The HTN-specific gene signature showed significant enrichment in Gene Ontology (GO) biological processes linked to Th17 cell differentiation and Th1 and Th2 cell differentiation, which was regulated by the transcription factors PPARG and STAT3, which generated protein–protein interactions regulated by MAPK3 και CDK1 kinases (Figure 3).
The common DEGs between DKD and HTN were enriched in the AGE-RAGE signaling pathway in diabetic complications and the PI3K-Akt signaling pathway, which were regulated by the transcription factors MYC and E2F1, which generated protein–protein interactions regulated by MAPK3 and MAPK14 kinases (Figure 4). Collectively, these data are demonstrated as followed.

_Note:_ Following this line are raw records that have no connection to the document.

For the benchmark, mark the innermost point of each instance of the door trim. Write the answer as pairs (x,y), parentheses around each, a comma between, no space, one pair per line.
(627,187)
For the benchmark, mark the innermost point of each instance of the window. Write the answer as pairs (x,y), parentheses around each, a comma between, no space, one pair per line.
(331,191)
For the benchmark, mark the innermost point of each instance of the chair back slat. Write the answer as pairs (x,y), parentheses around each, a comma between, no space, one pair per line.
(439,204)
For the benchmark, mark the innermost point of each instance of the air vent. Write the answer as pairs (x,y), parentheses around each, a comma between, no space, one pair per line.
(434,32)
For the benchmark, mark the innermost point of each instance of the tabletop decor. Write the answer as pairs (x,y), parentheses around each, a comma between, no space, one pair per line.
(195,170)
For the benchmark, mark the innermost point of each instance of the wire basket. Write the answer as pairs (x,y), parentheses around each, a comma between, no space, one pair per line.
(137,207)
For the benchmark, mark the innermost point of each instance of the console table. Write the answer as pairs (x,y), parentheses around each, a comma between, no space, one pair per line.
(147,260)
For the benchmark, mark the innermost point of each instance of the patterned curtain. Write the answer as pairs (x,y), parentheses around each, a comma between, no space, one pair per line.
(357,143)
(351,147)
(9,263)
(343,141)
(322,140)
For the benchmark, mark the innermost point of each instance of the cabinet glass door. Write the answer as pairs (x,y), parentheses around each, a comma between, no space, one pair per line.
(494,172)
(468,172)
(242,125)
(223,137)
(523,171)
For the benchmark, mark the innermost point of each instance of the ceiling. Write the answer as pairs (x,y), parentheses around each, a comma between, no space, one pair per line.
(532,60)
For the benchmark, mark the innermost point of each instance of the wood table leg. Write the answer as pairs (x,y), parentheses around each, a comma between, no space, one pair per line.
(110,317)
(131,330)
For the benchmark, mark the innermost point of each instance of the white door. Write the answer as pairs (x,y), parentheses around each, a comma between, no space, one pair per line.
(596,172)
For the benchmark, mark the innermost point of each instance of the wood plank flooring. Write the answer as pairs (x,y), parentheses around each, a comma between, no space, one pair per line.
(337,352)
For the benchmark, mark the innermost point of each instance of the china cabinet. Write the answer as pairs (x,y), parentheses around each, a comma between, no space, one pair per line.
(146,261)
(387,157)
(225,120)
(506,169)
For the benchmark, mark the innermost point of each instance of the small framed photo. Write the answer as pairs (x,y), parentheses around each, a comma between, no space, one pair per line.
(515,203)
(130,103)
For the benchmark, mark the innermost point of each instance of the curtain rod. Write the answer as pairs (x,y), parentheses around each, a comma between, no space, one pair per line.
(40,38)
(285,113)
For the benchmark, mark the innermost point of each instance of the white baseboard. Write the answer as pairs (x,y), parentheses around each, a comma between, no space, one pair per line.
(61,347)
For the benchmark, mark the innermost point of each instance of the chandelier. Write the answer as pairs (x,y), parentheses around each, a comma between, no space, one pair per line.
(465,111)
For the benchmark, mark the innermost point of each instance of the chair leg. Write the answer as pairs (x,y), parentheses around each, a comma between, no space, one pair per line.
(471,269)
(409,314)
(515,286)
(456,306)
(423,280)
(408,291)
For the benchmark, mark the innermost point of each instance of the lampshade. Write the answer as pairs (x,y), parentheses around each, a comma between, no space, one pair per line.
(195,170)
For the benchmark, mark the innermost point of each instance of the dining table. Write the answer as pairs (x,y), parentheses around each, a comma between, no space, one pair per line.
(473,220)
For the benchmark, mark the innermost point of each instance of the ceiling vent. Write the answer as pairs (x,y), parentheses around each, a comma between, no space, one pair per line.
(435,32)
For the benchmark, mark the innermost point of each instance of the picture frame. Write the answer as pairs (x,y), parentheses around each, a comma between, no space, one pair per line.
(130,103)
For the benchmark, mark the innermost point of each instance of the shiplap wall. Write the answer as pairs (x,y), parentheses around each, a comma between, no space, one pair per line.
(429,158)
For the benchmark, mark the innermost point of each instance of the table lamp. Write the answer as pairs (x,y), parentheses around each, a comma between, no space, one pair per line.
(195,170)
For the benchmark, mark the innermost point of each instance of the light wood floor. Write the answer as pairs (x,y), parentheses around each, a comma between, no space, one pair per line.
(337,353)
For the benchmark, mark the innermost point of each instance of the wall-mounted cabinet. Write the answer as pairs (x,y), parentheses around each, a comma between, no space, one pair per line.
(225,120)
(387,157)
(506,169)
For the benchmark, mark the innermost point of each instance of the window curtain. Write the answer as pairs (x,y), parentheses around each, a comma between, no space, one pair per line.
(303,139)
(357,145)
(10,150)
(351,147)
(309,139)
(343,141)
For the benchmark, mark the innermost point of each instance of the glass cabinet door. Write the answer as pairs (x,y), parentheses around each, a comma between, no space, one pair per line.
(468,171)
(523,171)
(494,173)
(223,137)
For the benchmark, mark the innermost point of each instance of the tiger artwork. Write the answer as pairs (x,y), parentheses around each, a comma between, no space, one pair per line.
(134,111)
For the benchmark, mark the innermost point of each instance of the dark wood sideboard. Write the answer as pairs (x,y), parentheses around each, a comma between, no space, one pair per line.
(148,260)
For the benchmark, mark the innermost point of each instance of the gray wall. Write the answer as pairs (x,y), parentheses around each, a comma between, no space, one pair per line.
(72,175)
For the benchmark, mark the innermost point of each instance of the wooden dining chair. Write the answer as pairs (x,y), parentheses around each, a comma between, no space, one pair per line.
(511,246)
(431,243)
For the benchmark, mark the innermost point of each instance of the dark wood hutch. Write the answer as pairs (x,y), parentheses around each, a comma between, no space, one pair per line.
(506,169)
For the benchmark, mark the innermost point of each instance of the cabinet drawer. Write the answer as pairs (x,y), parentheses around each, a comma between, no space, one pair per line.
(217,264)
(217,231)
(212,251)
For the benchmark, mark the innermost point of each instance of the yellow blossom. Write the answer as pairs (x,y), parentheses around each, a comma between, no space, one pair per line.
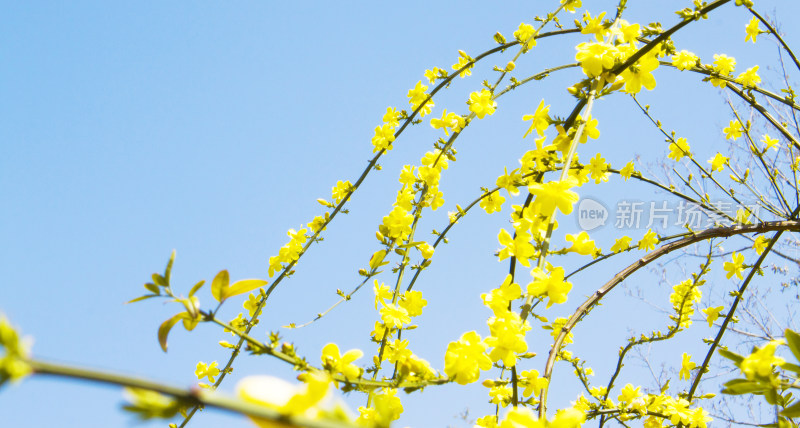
(648,241)
(464,359)
(581,244)
(718,162)
(550,284)
(463,60)
(338,363)
(684,60)
(481,103)
(760,244)
(734,130)
(712,314)
(621,244)
(679,149)
(760,362)
(207,371)
(735,266)
(627,171)
(687,365)
(554,194)
(525,36)
(752,30)
(540,119)
(749,78)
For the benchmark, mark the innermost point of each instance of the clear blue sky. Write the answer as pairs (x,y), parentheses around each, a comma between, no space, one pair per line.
(128,130)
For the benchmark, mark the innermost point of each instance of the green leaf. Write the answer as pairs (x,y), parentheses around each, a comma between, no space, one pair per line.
(243,286)
(168,270)
(159,280)
(165,327)
(793,339)
(742,386)
(196,288)
(792,411)
(140,298)
(791,367)
(736,358)
(152,288)
(219,285)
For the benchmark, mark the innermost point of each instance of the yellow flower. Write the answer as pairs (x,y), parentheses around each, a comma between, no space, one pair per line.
(398,223)
(413,303)
(525,36)
(621,244)
(735,266)
(598,169)
(760,244)
(463,59)
(464,359)
(594,26)
(518,246)
(285,397)
(712,314)
(492,203)
(532,382)
(340,190)
(507,337)
(640,74)
(394,316)
(760,362)
(554,194)
(551,285)
(724,64)
(684,60)
(734,130)
(391,117)
(481,103)
(251,304)
(206,371)
(522,417)
(417,96)
(337,363)
(628,394)
(595,57)
(679,149)
(426,250)
(752,30)
(382,292)
(686,366)
(769,141)
(648,241)
(749,78)
(627,171)
(570,5)
(718,162)
(383,138)
(540,120)
(581,244)
(628,32)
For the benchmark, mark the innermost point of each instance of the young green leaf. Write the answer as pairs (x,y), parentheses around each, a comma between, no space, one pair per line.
(736,358)
(243,286)
(165,327)
(792,411)
(793,340)
(196,288)
(742,386)
(140,298)
(219,285)
(168,270)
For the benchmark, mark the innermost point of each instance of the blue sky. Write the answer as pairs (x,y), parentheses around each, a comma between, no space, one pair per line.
(132,129)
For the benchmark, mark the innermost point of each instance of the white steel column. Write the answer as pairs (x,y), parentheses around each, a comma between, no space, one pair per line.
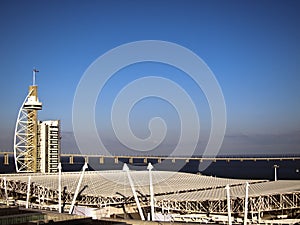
(126,169)
(246,204)
(78,187)
(28,192)
(228,204)
(59,187)
(5,190)
(275,172)
(150,167)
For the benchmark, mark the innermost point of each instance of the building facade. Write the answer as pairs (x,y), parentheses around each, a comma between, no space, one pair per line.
(49,139)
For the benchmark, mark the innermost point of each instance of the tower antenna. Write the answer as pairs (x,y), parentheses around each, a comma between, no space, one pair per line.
(33,76)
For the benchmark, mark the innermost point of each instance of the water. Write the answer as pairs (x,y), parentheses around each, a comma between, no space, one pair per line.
(288,169)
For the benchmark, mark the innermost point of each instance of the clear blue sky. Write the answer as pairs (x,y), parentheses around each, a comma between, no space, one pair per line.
(253,48)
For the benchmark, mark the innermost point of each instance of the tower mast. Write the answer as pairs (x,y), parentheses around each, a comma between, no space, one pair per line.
(26,147)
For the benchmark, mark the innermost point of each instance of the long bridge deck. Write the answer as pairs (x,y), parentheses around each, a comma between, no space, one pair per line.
(147,158)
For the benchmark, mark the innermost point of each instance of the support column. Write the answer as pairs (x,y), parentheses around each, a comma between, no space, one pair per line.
(246,204)
(59,187)
(5,190)
(228,204)
(28,192)
(150,167)
(126,169)
(77,189)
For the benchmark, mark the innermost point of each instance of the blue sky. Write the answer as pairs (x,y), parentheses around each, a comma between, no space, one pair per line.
(252,47)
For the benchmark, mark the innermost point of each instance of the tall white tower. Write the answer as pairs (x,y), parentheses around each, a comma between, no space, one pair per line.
(36,144)
(26,146)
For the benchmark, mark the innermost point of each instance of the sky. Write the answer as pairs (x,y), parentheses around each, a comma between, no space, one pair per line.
(252,48)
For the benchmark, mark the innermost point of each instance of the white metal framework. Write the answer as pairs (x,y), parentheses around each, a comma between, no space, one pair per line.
(25,146)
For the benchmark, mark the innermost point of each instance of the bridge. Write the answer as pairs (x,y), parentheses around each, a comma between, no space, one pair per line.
(148,158)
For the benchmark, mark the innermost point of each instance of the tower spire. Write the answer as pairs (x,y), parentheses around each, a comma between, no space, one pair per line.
(33,76)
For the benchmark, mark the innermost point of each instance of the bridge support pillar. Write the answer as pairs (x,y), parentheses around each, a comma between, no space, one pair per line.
(6,161)
(116,160)
(101,160)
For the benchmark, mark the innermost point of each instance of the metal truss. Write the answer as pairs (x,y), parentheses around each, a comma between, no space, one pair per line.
(257,204)
(275,202)
(24,140)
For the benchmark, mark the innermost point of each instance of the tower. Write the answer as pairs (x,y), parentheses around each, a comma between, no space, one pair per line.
(29,157)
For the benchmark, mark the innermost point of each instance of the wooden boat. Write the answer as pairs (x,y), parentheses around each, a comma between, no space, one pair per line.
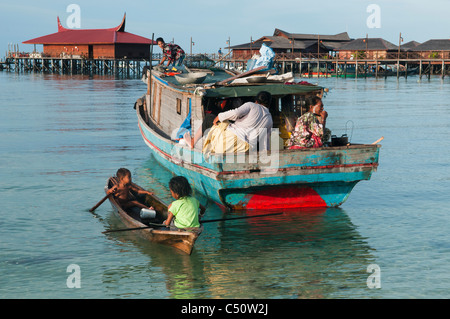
(278,179)
(181,240)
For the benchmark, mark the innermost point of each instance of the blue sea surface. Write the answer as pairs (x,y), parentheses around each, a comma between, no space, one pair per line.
(62,136)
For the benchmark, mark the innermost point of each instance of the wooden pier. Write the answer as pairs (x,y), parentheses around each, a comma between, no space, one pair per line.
(76,65)
(302,66)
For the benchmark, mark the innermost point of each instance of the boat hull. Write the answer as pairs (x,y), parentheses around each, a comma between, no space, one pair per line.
(322,177)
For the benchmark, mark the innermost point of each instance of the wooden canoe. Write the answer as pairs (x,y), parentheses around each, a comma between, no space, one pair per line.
(179,239)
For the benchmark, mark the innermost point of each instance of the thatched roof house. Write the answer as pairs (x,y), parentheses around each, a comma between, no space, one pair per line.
(367,48)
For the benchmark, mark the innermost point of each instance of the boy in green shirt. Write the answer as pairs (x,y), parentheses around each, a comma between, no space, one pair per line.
(184,211)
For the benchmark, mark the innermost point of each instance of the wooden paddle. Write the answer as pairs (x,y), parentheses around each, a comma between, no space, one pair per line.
(379,140)
(99,203)
(202,222)
(239,76)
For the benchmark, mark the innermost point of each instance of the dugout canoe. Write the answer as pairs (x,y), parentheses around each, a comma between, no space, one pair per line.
(179,239)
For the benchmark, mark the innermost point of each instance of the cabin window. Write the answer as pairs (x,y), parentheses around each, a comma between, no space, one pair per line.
(178,106)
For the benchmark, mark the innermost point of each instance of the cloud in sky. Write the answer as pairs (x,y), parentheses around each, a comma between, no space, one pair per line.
(210,23)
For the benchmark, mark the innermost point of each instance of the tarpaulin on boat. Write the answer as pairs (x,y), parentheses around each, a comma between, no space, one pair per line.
(253,90)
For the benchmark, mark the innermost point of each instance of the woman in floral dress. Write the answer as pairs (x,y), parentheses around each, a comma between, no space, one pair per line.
(310,127)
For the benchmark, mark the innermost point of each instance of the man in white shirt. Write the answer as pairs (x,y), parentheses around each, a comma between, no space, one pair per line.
(252,122)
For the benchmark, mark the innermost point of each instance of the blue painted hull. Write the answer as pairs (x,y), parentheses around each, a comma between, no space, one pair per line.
(321,177)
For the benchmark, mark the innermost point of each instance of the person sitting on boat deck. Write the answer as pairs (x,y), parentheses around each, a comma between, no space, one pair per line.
(208,120)
(183,213)
(122,190)
(252,127)
(171,52)
(310,129)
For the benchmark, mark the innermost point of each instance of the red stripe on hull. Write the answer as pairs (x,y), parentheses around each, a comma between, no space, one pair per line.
(285,197)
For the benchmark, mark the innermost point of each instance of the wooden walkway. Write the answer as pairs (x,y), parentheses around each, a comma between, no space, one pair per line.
(303,66)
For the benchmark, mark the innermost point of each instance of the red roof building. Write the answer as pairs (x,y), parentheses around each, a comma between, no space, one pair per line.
(113,43)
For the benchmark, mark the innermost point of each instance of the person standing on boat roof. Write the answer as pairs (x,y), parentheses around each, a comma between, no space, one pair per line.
(252,127)
(310,128)
(171,52)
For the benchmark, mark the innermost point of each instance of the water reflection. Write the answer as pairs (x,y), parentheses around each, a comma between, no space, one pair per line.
(305,254)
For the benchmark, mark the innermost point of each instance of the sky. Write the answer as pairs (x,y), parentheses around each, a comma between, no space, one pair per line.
(211,23)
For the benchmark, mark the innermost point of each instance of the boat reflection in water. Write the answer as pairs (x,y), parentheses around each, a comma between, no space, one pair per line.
(308,253)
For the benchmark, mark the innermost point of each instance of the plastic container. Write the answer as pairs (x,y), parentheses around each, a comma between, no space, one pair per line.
(147,213)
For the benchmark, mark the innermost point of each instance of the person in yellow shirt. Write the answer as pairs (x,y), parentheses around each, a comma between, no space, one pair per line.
(184,211)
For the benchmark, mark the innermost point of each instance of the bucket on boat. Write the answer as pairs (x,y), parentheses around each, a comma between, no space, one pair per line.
(339,141)
(147,213)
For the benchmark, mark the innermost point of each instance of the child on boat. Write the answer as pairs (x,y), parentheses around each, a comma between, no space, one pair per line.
(184,211)
(122,190)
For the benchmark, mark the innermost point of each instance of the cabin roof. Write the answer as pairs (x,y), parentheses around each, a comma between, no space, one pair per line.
(253,90)
(373,44)
(276,42)
(90,36)
(343,36)
(433,45)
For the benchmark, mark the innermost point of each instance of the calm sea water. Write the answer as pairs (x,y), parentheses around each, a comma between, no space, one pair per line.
(61,137)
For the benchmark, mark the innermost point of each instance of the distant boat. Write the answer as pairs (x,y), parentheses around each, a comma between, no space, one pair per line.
(319,177)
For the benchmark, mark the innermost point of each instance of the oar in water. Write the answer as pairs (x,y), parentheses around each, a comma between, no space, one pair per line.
(99,203)
(202,222)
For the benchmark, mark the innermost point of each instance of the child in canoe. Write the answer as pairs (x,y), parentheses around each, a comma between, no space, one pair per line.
(122,190)
(184,211)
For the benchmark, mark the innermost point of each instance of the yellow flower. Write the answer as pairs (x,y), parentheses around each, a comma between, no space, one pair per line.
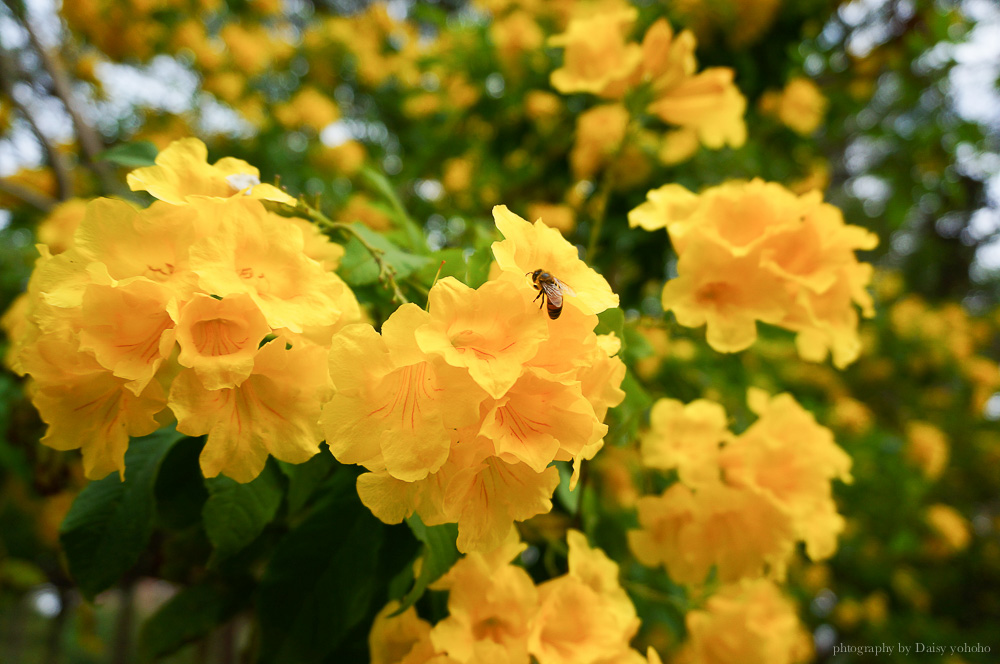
(584,616)
(310,108)
(726,293)
(951,527)
(395,406)
(85,406)
(528,247)
(58,227)
(789,458)
(747,623)
(182,170)
(686,438)
(927,448)
(274,411)
(219,338)
(597,58)
(560,217)
(491,331)
(516,34)
(492,605)
(800,105)
(753,251)
(401,639)
(741,533)
(599,133)
(127,328)
(263,255)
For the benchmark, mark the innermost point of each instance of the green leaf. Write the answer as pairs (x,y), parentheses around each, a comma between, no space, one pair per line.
(321,580)
(439,554)
(305,478)
(236,514)
(568,499)
(110,522)
(611,320)
(380,185)
(478,270)
(131,155)
(358,268)
(191,614)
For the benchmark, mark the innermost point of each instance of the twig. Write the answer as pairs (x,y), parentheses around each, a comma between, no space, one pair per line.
(90,143)
(29,196)
(8,74)
(386,273)
(604,192)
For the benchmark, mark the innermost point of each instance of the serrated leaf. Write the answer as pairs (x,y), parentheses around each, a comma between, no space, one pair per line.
(236,514)
(359,268)
(110,522)
(321,580)
(568,499)
(478,269)
(438,555)
(191,614)
(611,320)
(131,155)
(305,478)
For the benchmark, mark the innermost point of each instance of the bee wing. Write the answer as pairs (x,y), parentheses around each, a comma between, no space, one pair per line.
(565,289)
(553,290)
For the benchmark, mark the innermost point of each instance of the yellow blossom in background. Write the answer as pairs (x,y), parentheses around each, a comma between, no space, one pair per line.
(599,135)
(58,227)
(309,108)
(950,527)
(597,59)
(775,489)
(751,622)
(753,251)
(927,448)
(686,437)
(183,170)
(400,639)
(801,106)
(788,457)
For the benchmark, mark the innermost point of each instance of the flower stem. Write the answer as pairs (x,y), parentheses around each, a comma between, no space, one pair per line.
(386,273)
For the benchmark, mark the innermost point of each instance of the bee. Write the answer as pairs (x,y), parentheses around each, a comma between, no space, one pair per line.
(551,290)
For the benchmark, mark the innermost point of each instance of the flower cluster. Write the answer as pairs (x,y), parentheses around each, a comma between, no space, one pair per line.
(204,303)
(742,501)
(601,61)
(458,412)
(498,614)
(749,622)
(754,251)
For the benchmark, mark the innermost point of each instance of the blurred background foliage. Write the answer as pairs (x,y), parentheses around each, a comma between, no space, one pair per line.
(452,102)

The involvement of unique biological processes and pathways in distinct kidney diseases suggests that these processes and pathways may represent potential novel disease-specific therapeutic targets. Simultaneously, the common pathways highlight the possibility that new potential therapeutic targets may be effective against both DKD and HTN.
3.3. Novel Drugs or Small-Molecule Compounds That May Reverse Kidney-Specific Gene Signatures in Diabetic and Hypertensive Kidney Disease
To identify potential novel drugs or small-molecule compounds capable of reversing disease-specific kidney phenotypes, the L1000CDS2 platform was queried using upregulated and downregulated genes from each disease to prioritize inversely correlated transcriptional signatures. The top 50 compounds predicted to reverse each disease-associated signature were identified. To determine kidney disease-specific therapeutic candidates, the top-ranked drug signatures were compared between DKD and HTN. Compounds predicted to reverse only one disease-specific gene signature, but not the other, were defined as disease-specific drug candidates. Thus, 20 drugs/small-molecule compounds were predicted to reverse the DKD-specific gene signature, while 11 drugs/compounds were predicted to reverse the HTN-specific gene signature (Table 1).
In addition, 39 drugs were able to reverse both kidney diseases (Table 2).
The potential mechanism of action of identified drugs and small molecules, the disease they target, their possible side effects, and their FDA approval are described in Table 3.
Collectively, these data reveal novel, not previously described, drugs and small-molecule compounds that may reverse the phenotype of DKD and HTN in a disease-specific manner. The majority of them are investigational drugs and not FDA-approved. However, some of them are known nephrotoxic agents. For example, 5-azacytidine causes renal tubular dysfunction, which may be mitigated via adequate hydration and dose modification.
In the following section, we aim to highlight the need for a better understanding of the pathophysiology behind these diseases and the development of novel drugs, which specifically target the DEGs expressed in each nephropathy. However, further investigation is required to assess the therapeutic implications of our findings.
4. Discussion
Herein, we discovered gene expression datasets within kidneys from patients with diabetic (DKD) or hypertensive (HTN) kidney disease compared to healthy individuals using computational systems biology. This comparison was of gene expression patterns defined as DKD-specific and HTN-specific, as well as the common gene signatures. Functional enrichment analysis of differentially expressed genes identified distinct biological processes and pathways implicated in each kidney disease, as well as common pathways implicated in both kidney diseases. Moreover, we uncovered novel, not previously determined, drugs and small-molecule compounds that may reverse the phenotype of these kidney diseases in a kidney disease-specific and non-specific manner. The validation of putative targets is ongoing and was beyond the scope of this manuscript.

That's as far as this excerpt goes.